A presença de sujeitos culturais negros no contexto do ensino superior e a afirmação de suas identidades, de José Licínio Backes, constitui o sétimo artigo. O objetivo é a problematização da produção de identidades culturais negras por meio do currículo que circula no Ensino Superior. Compreender o currículo a partir das teorias pós-críticas, leva à compreensão de que aquele é um campo de luta e contestação, campo que produz identidades e diferenças no território da cultura.Afinal, campo de disputa onde algumas identidades são legitimadas e outras morrem simbolicamente, vítimas de discriminação e racismo. O autor conclui que o currículo, apesar de continuar centrado na visão hegemónica, está sendo ressignificado pela presença de sujeitos diferentes que, ao ocuparem politicamente estes tempos/espaços, vão forjando outras identidades.

O oitavo artigo, Eu gosto de ser professor e gosto de crianças – a escolha profissional dos homens pela docência na escola primária, de Armanda Rabelo, desmistifica a ideia de que a docência no primeiro ciclo do ensino básico é vocacionalmente feminina. É um estudo comparativo centrado na figura do professor do sexo masculino que trabalha no ensino público primário do Rio de Janeiro e Aveiro. A autora pretende averiguar os motivos da escolha profissional destes professores que enveredam por uma profissão habitualmente associada às mulheres.A presença de professores do sexo masculino na docência do primeiro ciclo é uma forma de inserir as questões de género na educação, mostrando que existem outras vozes que ecoam nas escolas, isto é, indivíduos que, independentemente do seu sexo, são capazes de exercer com afeto a sua profissão.Afinal, conclui a autora, os homens também gostam de crianças e escolhem a profissão docente por gosto e por paixão.

O último artigo, de Adriana Pastorello, analisa O impacto do Português brasileiro veiculado na internet para a educação básica portuguesa. O artigo analisa uma situação de aula, numa classe do 4º ano de escolaridade, numa escola portuguesa, em que a professora apresenta aos alunos um texto informativo sobre o corpo humano, gerado por um internauta brasileiro e encontrado na Wikipédia. A diferença ortográfica do português usado no Brasil e em Portugal é substancialmente rica para gerar discussões metodológicas do ensino da língua. Todavia, apesar do acordo ortográfico, as diferenças culturais e estruturais que a linguagem apresenta permanecerão em questão.

Na Secção Recensão, apresentam-se uma recensão crítica e uma temática. José Brás e Maria Neves Gonçalves, no âmbito das comemorações do centenário da República, revisitam uma figura da República, Sebastião de Magalhães Lima, publicista, jornalista, político e Maçon através da obra de Maria Rita Lino Garnel, A República de Sebastião de Magalhães Lima, obra que é o resultado de uma dissertação de mestrado orientada por Fernando Catroga.

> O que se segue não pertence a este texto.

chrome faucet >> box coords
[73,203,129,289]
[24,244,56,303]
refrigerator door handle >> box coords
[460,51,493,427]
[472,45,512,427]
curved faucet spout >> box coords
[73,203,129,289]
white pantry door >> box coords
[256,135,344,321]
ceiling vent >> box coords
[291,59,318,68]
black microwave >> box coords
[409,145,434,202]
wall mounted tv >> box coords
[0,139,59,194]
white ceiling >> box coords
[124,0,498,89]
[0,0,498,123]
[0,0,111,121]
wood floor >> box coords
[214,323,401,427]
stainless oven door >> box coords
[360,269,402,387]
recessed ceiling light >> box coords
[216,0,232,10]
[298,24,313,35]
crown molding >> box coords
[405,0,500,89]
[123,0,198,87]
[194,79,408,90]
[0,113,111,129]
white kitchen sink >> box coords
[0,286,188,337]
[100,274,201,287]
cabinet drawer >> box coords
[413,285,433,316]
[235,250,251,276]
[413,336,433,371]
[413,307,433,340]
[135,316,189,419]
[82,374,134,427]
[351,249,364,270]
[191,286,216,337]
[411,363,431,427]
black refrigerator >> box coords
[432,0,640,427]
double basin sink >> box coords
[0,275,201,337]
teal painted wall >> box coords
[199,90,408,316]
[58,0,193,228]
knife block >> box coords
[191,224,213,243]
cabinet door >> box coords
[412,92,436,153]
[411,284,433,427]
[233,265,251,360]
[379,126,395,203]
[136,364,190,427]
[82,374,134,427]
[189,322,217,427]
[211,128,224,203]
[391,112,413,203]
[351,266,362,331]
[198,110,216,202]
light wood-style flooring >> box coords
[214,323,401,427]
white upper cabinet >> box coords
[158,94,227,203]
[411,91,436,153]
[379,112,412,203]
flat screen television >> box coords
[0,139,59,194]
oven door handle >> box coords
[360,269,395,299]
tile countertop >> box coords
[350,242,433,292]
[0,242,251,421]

A recensão temática, de Ana Bela Pereira, Manuais escolares: estatuto e funções, incide sobre três obras: Conceber e avaliar manuais escolares, de F. Gérard & X. Roegiers (1998), Manuais escolares. Contributos para uma análise, de J. C. Morgado (2004) e Como analisar manuais escolares, de M. Cabral (2005). Um dos contributos viáveis para dar resposta à realidade multicultural existente nas escolas poderá ser encontrado no recurso a materiais didácticos que contemplem a heterogeneidade e respeitem as diversidades culturais no contexto da sala de aula, fazendo uso de um discurso híbrido que a todos considere. O manual escolar deverá assumir o papel de precursor de uma disseminação cultural que a todos contemple e não a de transmissor de um currículo monocultural com vista à homogeneização do universo educativo.

Na Secção Sítios Digitais, Vasco Graça apresenta-nos alguns percursos pela World Wide Web no âmbito de revistas científicas ligadas ao marxismo e à teoria crítica.

Na Secção Notícias, dá-se conta de parte da actividade científica e sua divulgação levadas a cabo pelo CeiEF.

Publicam-se, como habitualmente, alguns dos resumos e abstracts de dissertações de mestrado defendidas na Universidade Lusófona, na área da Educação.

Finalmente, apresentam-se os abstracts dos artigos publicados nesta edição.